Before I met him, I had already studied Juan’s scholarship in graduate school. His research on trans-cultural literacy made him a leading scholar in composition and literacy studies, evidenced by his many influential publications in both fields’ most prestigious journals, presses, and by the extraordinary number of keynote, plenary, and featured lectures he has been invited to present. In reflecting on Juan’s career, Deborah Brandt, a preeminent scholar in literacy studies, wrote: “I would rank Juan Guerra among the most important capacity builders in our field, someone who is giving us conceptual and methodological tools and innovations that are moving the field in ways it must move to stay relevant to these times and serving as an important guide to entering scholars.”
A focus on the theory and practice of writing across difference has been the through-line that has guided much of Juan’s work; along the way, the results of his work have not only helped to shape some of the most important conversations in the field about how to help students navigate and negotiate their way through their educational experiences; they have, in fact, portended where the field has gone, often years ahead, as we see in the case of his much-cited 1997 coedited collection Writing in Multicultural Settings as well as his 1998 book Close to Home: Oral and Literate Practices in a Transnational Mexicano Community.

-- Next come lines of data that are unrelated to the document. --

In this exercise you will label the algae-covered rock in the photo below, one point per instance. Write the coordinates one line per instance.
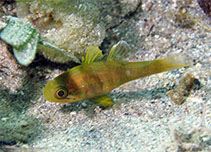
(70, 25)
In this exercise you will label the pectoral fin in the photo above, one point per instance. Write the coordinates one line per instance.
(102, 101)
(119, 52)
(93, 54)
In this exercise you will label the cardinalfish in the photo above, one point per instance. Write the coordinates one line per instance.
(95, 78)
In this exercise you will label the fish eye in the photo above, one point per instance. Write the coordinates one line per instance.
(61, 93)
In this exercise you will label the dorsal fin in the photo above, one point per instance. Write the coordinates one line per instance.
(119, 52)
(93, 54)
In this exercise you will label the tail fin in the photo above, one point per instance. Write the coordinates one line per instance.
(176, 61)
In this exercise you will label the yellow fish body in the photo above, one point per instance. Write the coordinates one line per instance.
(94, 79)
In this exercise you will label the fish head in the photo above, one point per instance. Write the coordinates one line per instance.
(58, 92)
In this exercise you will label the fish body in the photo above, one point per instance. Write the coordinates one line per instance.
(93, 80)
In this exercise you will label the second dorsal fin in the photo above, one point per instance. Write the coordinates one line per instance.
(93, 54)
(119, 52)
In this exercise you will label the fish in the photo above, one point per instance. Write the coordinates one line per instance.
(96, 77)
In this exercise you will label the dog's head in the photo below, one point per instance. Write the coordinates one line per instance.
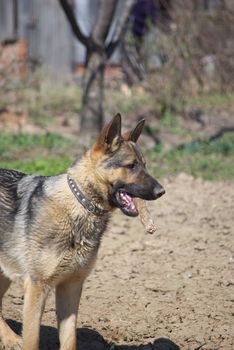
(120, 165)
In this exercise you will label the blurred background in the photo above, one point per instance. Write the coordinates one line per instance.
(67, 66)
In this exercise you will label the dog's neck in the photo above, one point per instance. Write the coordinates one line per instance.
(88, 204)
(82, 175)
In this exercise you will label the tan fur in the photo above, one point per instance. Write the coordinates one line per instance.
(52, 240)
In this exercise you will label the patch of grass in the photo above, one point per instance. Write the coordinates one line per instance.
(210, 100)
(40, 165)
(130, 101)
(45, 154)
(10, 143)
(211, 161)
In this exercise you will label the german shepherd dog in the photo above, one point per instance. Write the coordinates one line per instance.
(51, 228)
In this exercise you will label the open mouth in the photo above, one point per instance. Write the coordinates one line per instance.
(125, 203)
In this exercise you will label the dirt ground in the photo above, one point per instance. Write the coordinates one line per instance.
(170, 290)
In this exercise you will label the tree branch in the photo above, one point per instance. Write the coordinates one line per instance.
(120, 28)
(68, 10)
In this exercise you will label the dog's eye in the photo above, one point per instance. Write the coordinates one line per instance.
(132, 165)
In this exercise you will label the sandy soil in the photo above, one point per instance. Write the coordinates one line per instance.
(170, 290)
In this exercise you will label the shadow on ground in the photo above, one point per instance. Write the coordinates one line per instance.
(89, 339)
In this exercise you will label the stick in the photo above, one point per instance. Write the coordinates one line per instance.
(145, 216)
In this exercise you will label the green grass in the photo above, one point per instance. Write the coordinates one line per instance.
(50, 154)
(211, 161)
(45, 154)
(41, 165)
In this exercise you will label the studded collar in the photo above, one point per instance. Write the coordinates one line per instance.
(82, 199)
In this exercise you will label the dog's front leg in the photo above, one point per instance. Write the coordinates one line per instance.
(67, 302)
(34, 302)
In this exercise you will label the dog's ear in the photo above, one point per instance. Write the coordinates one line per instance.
(134, 134)
(110, 137)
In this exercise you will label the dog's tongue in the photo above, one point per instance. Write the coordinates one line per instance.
(127, 201)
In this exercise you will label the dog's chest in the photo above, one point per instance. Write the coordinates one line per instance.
(79, 255)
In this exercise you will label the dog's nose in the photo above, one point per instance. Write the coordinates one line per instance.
(159, 191)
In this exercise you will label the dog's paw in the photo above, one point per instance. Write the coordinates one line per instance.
(13, 343)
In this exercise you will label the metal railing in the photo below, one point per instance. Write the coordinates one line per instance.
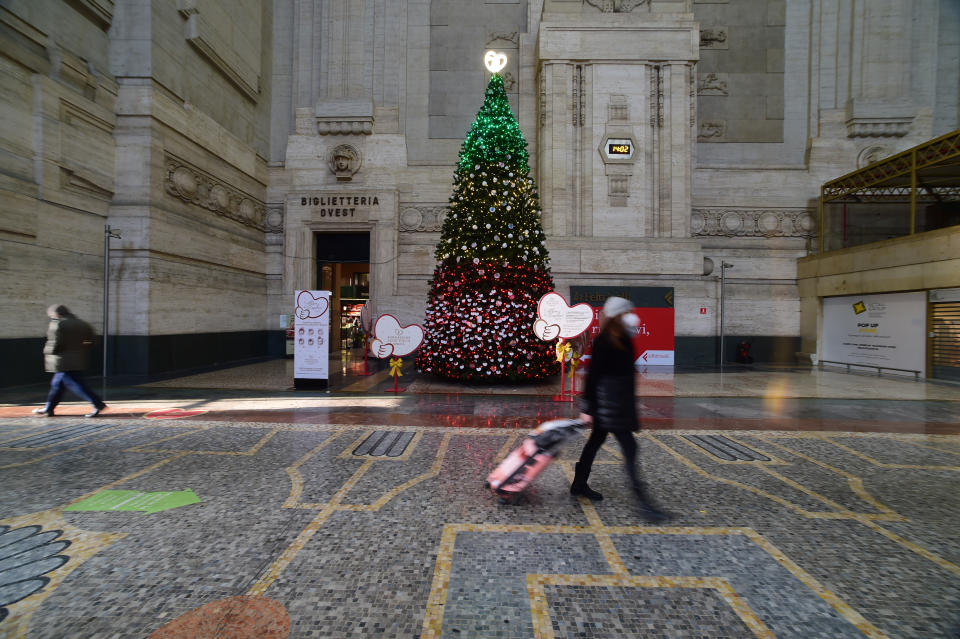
(880, 369)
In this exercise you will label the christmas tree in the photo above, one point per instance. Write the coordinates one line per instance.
(492, 265)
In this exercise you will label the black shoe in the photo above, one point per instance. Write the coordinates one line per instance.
(582, 490)
(653, 516)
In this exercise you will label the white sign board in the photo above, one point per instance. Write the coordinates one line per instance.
(311, 335)
(556, 318)
(887, 330)
(392, 340)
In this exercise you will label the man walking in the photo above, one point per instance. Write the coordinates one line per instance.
(65, 355)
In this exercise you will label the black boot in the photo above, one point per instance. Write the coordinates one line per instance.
(579, 485)
(649, 511)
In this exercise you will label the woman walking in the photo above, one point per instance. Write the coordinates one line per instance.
(608, 403)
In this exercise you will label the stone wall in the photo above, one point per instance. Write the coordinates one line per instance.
(152, 118)
(57, 167)
(192, 133)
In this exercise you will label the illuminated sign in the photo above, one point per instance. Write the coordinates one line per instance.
(618, 149)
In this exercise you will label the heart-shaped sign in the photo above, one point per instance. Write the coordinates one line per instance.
(545, 331)
(310, 307)
(173, 413)
(494, 61)
(381, 350)
(571, 320)
(404, 339)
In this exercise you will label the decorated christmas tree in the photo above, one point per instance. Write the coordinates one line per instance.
(492, 265)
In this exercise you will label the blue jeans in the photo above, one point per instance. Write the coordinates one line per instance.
(73, 381)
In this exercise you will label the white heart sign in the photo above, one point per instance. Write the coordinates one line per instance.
(310, 307)
(571, 320)
(381, 350)
(494, 61)
(402, 339)
(545, 331)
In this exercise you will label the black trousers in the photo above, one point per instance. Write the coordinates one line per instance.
(73, 381)
(627, 444)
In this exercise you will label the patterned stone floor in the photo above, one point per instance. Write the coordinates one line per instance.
(344, 514)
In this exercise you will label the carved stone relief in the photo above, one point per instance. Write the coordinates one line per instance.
(878, 127)
(194, 186)
(712, 84)
(727, 222)
(422, 218)
(617, 109)
(502, 38)
(713, 38)
(273, 222)
(616, 6)
(344, 161)
(712, 130)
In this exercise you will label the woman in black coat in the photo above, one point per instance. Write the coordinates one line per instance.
(608, 403)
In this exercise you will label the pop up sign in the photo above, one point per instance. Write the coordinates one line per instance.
(653, 343)
(311, 339)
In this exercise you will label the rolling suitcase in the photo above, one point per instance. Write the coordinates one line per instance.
(538, 449)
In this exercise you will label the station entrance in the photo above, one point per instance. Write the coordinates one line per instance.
(343, 268)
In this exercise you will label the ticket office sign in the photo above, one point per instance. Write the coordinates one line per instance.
(311, 336)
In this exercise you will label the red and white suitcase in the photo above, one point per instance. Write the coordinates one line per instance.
(538, 449)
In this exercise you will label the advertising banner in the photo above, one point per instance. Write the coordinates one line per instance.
(311, 336)
(653, 344)
(887, 330)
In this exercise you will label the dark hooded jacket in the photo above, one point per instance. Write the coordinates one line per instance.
(68, 341)
(609, 393)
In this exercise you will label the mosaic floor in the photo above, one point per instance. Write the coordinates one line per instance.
(345, 515)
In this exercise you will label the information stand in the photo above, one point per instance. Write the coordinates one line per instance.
(311, 340)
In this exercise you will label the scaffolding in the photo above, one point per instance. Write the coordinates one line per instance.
(913, 191)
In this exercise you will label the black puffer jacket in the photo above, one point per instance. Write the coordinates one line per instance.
(609, 393)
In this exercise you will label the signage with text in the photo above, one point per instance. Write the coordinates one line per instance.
(653, 343)
(390, 339)
(337, 207)
(311, 335)
(556, 318)
(886, 330)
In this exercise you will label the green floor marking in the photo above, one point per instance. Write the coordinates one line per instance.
(133, 500)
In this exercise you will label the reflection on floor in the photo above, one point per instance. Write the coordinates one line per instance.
(355, 514)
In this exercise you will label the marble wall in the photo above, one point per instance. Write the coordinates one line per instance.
(197, 127)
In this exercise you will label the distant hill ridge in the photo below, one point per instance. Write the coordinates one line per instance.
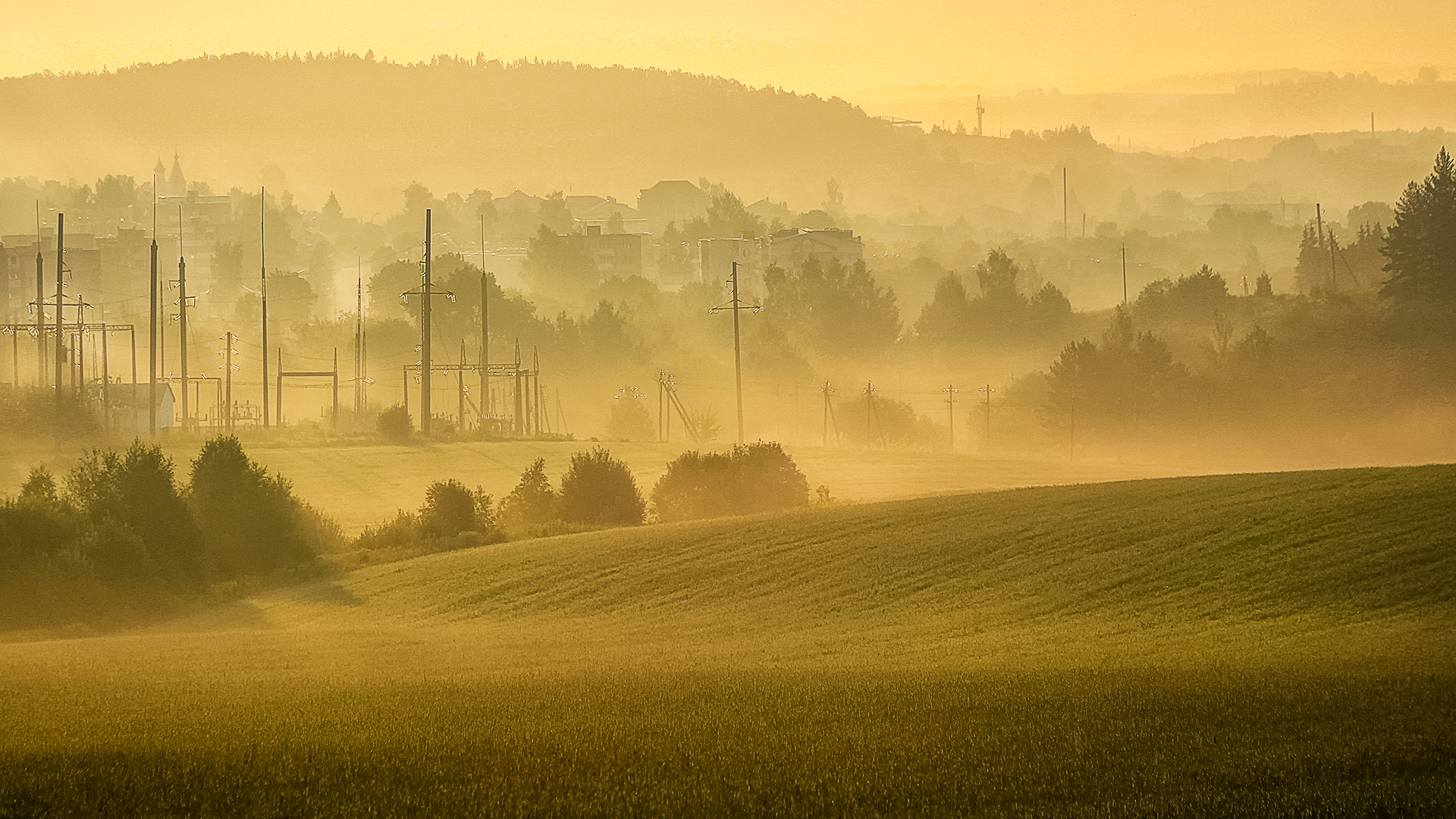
(366, 129)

Particularly groundbreaking and generative has been his work on the critical practice of “transcultural repositioning,” a concept that he first introduced in 2000 and expanded in several articles and book chapters after that, including his book chapter “Putting Literacy in its Place: Nomadic Consciousness and the Practice of Transcultural Repositioning,” which was anthologized in the collection The Norton Book of Composition Studies, the most frequently used and comprehensive anthology in composition studies.

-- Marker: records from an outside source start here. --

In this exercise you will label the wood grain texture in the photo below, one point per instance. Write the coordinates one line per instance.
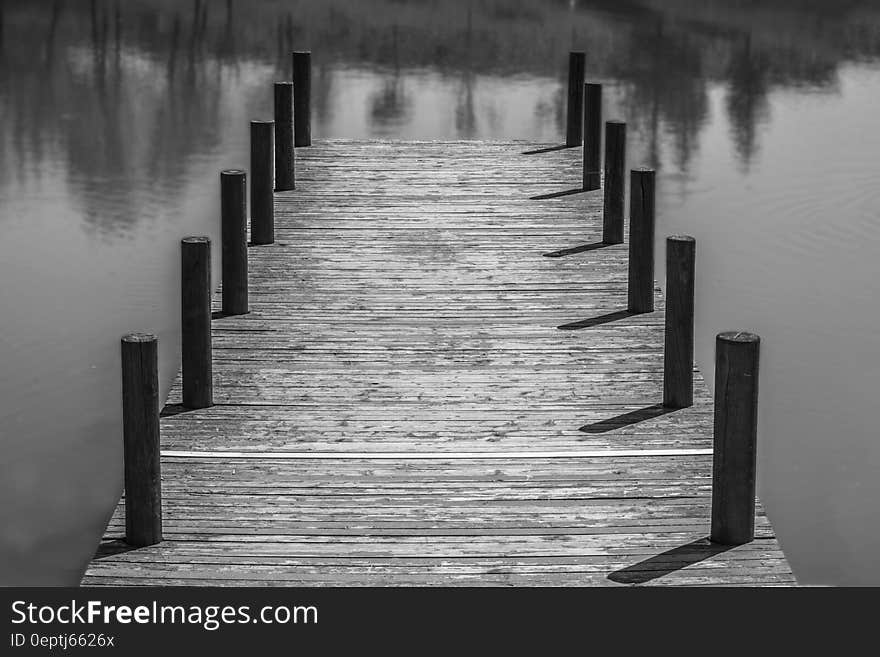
(411, 304)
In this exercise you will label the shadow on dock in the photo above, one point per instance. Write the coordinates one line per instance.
(566, 192)
(170, 410)
(668, 562)
(549, 149)
(627, 419)
(111, 547)
(597, 321)
(583, 248)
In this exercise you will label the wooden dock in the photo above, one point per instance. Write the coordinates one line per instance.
(438, 384)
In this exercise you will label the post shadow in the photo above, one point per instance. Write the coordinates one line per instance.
(627, 419)
(583, 248)
(549, 149)
(109, 548)
(170, 410)
(668, 562)
(565, 192)
(597, 321)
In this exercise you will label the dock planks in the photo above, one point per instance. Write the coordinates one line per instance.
(410, 310)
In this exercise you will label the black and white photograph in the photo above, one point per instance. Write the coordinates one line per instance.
(417, 293)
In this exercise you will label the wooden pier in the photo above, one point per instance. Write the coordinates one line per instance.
(438, 383)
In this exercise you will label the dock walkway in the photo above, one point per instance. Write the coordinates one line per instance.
(437, 385)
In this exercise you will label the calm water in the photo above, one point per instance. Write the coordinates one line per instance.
(761, 117)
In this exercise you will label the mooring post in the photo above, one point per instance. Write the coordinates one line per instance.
(641, 242)
(262, 183)
(592, 136)
(233, 242)
(302, 98)
(615, 182)
(195, 312)
(678, 350)
(735, 439)
(284, 151)
(576, 74)
(140, 431)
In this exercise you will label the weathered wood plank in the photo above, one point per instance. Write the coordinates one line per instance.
(412, 304)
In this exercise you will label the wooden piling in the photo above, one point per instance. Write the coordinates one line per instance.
(678, 351)
(640, 288)
(576, 74)
(195, 311)
(615, 182)
(140, 428)
(592, 136)
(262, 182)
(735, 438)
(233, 247)
(302, 98)
(284, 150)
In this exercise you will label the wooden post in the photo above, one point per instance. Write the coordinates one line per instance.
(592, 136)
(233, 217)
(615, 182)
(678, 351)
(140, 430)
(284, 152)
(735, 441)
(641, 241)
(262, 183)
(576, 74)
(195, 312)
(302, 98)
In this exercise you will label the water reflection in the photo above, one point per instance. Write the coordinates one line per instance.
(117, 116)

As one example of its generative power, Juan’s concept of transcultural repositioning became the foundation upon which the University of New Mexico’s Writing Across Communities program was built. His most recent book (Language, Culture, Identity and Citizenship in College Classrooms and Communities) examines the capacity for writing classrooms to engage students in navigating the civic, political, social, and cultural spheres they inhabit. It presents a conceptual framework for imagining how writing instructors can institute campus-wide initiatives, such as Writing Across Communities, that attempt to connect the classroom and the campus to the students' various communities of belonging, especially students who have been historically underserved.
Here, too, Juan’s work challenges unidirectional perspectives that imagine literacies as moving from and to, offering instead an approach to what he calls the critical practice of writing across difference that acknowledges and honors the value inherent in the full repertoire of linguistic, cultural, and semiotic resources students use in their varied communities of belonging. In so doing, Juan’s work reminds us, in his words, that “in the end, it is students and not their teachers who must decide how to navigate and negotiate the curricular and pedagogical spaces they inhabit in varied classrooms, campuses and communities over the course of their everyday lives.”
There is a profound sense of generosity in this approach to teaching, one rooted in respect and relationship and in a sense that the best teaching, mentoring, and leadership happens when we work alongside and learn with one another. Perhaps it is Juan’s ability to do this that has helped him change so profoundly many of our lives without us being able to explain exactly how.